In the case at bar it is neither alleged nor proved that the wife's abandonment of or separation from her husband was due to the institution or pendency of her former suit. The former suit was brought upon the ground of the husband's alleged non-support of his wife. The decree therein was in favor of the husband. While non-support was one of the grounds alleged in libelee's cross-libel in the present case, it was early eliminated both as a defense and as a ground for affirmative relief by counsel's oral stipulation at the beginning of the trial that the question of non-support was res judicata, as above set forth. Evidently at the trial no importance was attached to the pendency of the former suit as a defense — if indeed it was considered a defense — for no evidence was then introduced, so far as the transcript discloses, showing when said suit was *Page 605 
begun or when it terminated. No advantage has been taken of this omission and the parties in their briefs and oral arguments have assumed that said two events occurred in 1926, on February 1 and June 24, respectively, approximately as found by the trial judge. But the fact thus informally brought into the record is nowhere claimed to be libelee's excuse for not living with her husband during the period above named and ample reason appears for holding that the pendency of the former suit and the ground upon which it was based were not the libelee's reasons for leaving her husband in the first instance or for remaining away from him thereafter. Even in her brief in this court, before arguing upon a hypothesis which she does not accept, the libelee says: "Libellant-appellant states in his opening brief herein that the only question of law presented is whether the statutory period of desertion had elapsed at the time this suit was filed. We submit that the undisputed facts herein do not even present that question for consideration."

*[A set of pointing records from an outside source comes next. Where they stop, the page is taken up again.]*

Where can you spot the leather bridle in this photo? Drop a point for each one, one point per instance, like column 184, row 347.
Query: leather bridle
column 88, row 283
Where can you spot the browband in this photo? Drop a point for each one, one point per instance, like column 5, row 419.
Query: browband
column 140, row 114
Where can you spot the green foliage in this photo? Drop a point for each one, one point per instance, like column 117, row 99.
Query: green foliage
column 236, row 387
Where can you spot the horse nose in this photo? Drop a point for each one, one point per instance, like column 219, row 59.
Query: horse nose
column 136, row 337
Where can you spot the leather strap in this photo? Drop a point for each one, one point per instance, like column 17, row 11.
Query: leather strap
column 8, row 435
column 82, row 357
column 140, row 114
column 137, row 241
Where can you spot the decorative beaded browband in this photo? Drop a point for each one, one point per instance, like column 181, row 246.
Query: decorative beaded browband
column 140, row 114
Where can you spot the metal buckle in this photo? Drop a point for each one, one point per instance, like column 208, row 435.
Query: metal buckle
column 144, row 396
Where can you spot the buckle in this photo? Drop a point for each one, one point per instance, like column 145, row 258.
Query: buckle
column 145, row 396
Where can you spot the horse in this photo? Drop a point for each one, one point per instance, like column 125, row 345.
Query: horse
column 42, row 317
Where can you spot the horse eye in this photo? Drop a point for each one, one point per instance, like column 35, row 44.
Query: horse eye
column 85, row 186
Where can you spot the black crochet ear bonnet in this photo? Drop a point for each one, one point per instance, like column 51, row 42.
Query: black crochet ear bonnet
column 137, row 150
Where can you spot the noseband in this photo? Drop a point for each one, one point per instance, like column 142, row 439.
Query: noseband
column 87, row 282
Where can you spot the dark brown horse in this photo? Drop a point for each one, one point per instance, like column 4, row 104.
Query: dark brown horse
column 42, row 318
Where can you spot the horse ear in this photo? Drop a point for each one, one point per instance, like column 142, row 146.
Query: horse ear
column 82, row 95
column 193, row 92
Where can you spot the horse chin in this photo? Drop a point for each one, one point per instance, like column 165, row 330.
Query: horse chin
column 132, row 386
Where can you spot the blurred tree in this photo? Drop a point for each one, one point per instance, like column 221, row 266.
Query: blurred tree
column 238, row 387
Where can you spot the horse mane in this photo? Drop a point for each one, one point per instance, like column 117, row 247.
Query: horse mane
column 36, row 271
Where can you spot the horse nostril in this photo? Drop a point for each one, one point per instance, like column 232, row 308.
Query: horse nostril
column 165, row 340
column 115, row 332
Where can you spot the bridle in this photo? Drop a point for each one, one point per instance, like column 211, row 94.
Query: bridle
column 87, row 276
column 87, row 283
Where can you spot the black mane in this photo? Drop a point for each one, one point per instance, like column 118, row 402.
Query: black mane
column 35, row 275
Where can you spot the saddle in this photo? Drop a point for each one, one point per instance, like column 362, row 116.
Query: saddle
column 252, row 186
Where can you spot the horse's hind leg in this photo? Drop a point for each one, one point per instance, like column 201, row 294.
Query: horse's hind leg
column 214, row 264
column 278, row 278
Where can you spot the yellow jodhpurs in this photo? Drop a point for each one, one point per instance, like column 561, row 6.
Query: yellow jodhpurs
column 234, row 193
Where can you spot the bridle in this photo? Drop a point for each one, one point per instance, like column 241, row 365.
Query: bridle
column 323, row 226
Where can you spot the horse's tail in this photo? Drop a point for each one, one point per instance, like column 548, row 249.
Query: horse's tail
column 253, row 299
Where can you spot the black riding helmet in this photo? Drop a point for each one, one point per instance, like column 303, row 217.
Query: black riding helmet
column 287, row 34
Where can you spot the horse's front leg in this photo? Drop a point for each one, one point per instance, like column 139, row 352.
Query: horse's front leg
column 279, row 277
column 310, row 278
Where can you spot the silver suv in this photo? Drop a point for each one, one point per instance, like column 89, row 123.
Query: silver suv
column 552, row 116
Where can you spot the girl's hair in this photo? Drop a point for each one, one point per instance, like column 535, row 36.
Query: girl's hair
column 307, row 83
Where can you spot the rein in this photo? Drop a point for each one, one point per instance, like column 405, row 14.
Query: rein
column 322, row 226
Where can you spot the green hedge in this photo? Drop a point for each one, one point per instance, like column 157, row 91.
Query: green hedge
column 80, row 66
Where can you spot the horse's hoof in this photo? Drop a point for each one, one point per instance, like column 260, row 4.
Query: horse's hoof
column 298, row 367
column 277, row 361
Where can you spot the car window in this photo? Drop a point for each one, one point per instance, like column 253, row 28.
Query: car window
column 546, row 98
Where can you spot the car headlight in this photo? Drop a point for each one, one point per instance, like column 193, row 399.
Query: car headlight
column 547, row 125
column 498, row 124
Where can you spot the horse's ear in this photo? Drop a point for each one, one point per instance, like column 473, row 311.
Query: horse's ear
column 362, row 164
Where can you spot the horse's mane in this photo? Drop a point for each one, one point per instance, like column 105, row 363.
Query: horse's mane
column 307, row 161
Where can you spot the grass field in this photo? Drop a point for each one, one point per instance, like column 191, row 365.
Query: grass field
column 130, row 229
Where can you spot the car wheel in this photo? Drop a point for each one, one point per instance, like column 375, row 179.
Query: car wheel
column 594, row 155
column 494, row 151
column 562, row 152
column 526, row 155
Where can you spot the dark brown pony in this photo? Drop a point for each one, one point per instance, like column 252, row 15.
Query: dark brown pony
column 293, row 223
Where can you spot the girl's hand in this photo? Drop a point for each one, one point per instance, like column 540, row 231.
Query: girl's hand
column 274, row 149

In the circumstances above set forth I cannot concur in the view that the mere pendency of a prior suit as a matter of law delays the beginning of the running of the statutory desertion period until the time of the termination of the former suit. In the instant case the trial judge has found upon sufficient evidence that the libelee deserted the libelant January 8, 1926, and that ever since said last named date she has not lived with him and has refused persistently to live with him and that her said refusal has been wilful, without just cause and against the will and wish of libelant. Upon an examination of the evidence, this court has held that no reason appears for disturbing the findings of the trial judge. The time which elapsed from the 8th day of January, 1926, until the date of the filing of the libel in this case was eleven months and six days. In my opinion, the libelant has shown utter and *Page 606 
wilful desertion on the part of his wife during that entire time and for that reason I believe that the decree appealed from, insofar as it dismisses the libel, should be reversed and a decree entered for the libelant.